Pillar stepped up to the plate for the first time in the eighth inning of the Mets' 6-2 win over the D-backs at Chase Field, receiving a loud ovation from the large number of Mets fans in attendance and his teammates in the first-base dugout. That was followed by a single, as Pillar ripped a 2-1 sinker from right-hander Stefan Crichton into left field.
Pillar didn’t start the game, but manager Luis Rojas inserted the outfielder into left field as a defensive replacement in the seventh inning, completing Pillar’s incredible two-week comeback. Pillar is likely to be in the lineup at some point before the three-game series at Arizona concludes Wednesday.
“That was an emotional moment for all of us, just witnessing it,” Rojas said. “I mean, I didn’t think this guy was going to be playing at this point. It’s just amazing. This guy’s tough, we knew it before the incident happened and we’ve learned it more after the incident.”
Pillar’s nose isn’t completely healed. He noted that it will take four to six weeks for the fractured bones to fully recover. That’s why he’ll be wearing a protective mask while playing in the field and running the bases and will now use a C-Flap helmet while at the plate. The mask that Pillar will be wearing the next few days is temporary until a custom-built one, designed as an exact fit to his facial structure, arrives.
Pillar said he won’t wear the mask while batting because it “does prevent a little bit of the peripheral view.” However, he doesn’t expect it to impact his performance on the basepaths or defensively.
Perhaps some players would have taken more time before returning to big league action. Not Pillar.
That comes from a mindset that Pillar learned from his parents growing up, one that his folks still demonstrate to this day. Pillar noted that recently his mom, who rarely gets sick, was feeling ill and throwing up one night.
Pillar called to check on her the next day, and she was already working again.
“I get paid to play baseball. There’s a lot of people that go through injuries, go through illnesses and expect to have to show up to work every day,” Pillar said. “I don’t feel any different. …
“That’s kind of how I was raised, that’s how my parents are, that’s how they taught me and my brother to be, and I don’t expect to be any different. When I’m ready to go, I’m ready to go.”
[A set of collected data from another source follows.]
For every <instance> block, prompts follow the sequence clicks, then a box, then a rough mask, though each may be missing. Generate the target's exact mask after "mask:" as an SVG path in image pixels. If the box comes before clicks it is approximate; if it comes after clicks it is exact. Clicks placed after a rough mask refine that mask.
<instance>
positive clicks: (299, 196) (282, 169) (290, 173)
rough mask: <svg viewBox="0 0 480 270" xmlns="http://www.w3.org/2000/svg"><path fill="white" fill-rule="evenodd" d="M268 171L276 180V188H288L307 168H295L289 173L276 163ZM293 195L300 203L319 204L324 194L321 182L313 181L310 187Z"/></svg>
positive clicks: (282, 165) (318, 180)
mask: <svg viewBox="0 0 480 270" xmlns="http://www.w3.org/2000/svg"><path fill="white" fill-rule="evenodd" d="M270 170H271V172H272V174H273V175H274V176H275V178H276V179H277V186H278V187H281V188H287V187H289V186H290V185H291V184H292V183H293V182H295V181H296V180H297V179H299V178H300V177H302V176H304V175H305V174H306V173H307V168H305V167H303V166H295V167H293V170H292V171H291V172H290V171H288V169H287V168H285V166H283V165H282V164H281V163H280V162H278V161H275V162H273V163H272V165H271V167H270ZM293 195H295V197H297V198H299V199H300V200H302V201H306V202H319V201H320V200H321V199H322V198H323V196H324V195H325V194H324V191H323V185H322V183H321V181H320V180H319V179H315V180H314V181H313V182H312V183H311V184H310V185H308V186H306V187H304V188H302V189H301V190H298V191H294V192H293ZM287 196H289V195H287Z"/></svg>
Pillar was activated at the same time as first baseman Pete Alonso and right-hander Seth Lugo, reducing the number of Mets players on the IL to 13. Despite being without a plethora of key contributors, New York will open June in first place in the National League East.
Now, Pillar is excited to get back on the field and try to help the Mets stay there.
“The thing I pride myself on the most is being available,” Pillar said. “It was important for me to get back as soon as possible, considering everything that’s going on with this team right now.”